Film / Achtergrond
special: Camera Japan 2011

Toen en nu

Zoals we al eerder schreven, is Camera Japan in alle opzichten een belangwekkend festival. Maar sommige van de vertoonde films vielen in het niet bij ouder werk van dezelfde regisseurs. Tijd voor een paar herinneringen aan andere tijden.

Wie in ons huidige culturele klimaat nog getrakteerd kan worden op een lange, grotendeels acommerciële reeks speelfilms uit Japan, zoals het reizende festival Camera Japan deze herfst opnieuw biedt, mag eigenlijk niet klagen.
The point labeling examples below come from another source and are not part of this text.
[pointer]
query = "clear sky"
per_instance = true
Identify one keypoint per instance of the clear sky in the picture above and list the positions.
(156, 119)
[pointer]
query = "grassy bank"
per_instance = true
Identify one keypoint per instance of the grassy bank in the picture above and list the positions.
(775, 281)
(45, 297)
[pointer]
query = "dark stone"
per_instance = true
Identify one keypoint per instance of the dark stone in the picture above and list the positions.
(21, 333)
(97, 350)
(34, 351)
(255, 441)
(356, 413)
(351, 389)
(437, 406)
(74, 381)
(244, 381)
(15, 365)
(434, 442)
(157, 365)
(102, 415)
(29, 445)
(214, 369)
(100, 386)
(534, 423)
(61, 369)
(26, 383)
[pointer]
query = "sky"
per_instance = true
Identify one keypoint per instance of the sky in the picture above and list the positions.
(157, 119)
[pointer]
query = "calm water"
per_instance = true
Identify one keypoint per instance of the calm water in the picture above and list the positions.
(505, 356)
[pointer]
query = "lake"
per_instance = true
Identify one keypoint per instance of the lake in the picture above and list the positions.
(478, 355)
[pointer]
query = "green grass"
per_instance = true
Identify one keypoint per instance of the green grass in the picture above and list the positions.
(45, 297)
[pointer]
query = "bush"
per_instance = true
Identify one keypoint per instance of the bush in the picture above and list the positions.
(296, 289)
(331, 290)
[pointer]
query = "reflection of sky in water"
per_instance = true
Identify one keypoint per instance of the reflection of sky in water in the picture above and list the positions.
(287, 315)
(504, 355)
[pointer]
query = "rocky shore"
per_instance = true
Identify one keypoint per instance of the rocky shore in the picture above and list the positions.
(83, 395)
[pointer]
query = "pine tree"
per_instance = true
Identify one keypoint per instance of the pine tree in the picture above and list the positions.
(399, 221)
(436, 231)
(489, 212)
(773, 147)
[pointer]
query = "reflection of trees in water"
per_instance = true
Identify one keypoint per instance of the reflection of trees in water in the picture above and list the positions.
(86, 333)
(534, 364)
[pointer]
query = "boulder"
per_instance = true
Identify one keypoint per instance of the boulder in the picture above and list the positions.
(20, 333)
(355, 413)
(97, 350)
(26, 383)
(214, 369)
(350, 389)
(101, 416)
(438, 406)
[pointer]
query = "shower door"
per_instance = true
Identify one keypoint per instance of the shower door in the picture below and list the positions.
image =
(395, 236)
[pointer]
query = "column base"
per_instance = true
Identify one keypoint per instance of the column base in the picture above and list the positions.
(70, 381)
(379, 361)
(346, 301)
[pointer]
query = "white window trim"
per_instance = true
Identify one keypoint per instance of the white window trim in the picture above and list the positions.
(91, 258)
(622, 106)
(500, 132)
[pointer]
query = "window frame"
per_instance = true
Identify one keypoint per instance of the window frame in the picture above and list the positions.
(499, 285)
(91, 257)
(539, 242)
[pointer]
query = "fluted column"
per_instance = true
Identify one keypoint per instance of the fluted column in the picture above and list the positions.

Maar een opvallende portie van het programma bestond uit zwakke films van regisseurs die tien, twintig, en zelfs dertig jaar geleden films van een heel ander kaliber maakten, en die het verdienen nog eens onder de aandacht gebracht te worden.

Scène uit <i>Family Game</i> (1983)

Scène uit Family Game (1983)

Yoshimitsu Morita’s Abacus and Sword (2010), over een samurai die meer affiniteit met het telraam heeft dan met het zwaard, is een goed voorbeeld. De film presenteert in de vorm van een historisch familie-epos een droogkomische kijk op het bestaan van de boekhouder als buitenbeentje, die over meer integriteit blijkt te beschikken dan de mensen die op hem neerkijken. Het is op zijn best een fraaie film, maar wie zich Morita’s Family Game (1983) nog herinnert, kan er toch moeilijk van onder de indruk zijn. Met die film durfde een jonge Morita de bekende familieschilderingen van de meester Ozu op de hak te nemen om een satire op de starre traditionele omgangsvormen te creëren. Het is een even provocerende als hilarische film, die met een doelbewuste beeldtaal en een onverzettelijke oneerbiedigheid voor traditie sociale rolpatronen ontleedt. Family Game is een recalcitrante film van een regisseur met een agenda; Abacus and Sword is braaf vakmanschap.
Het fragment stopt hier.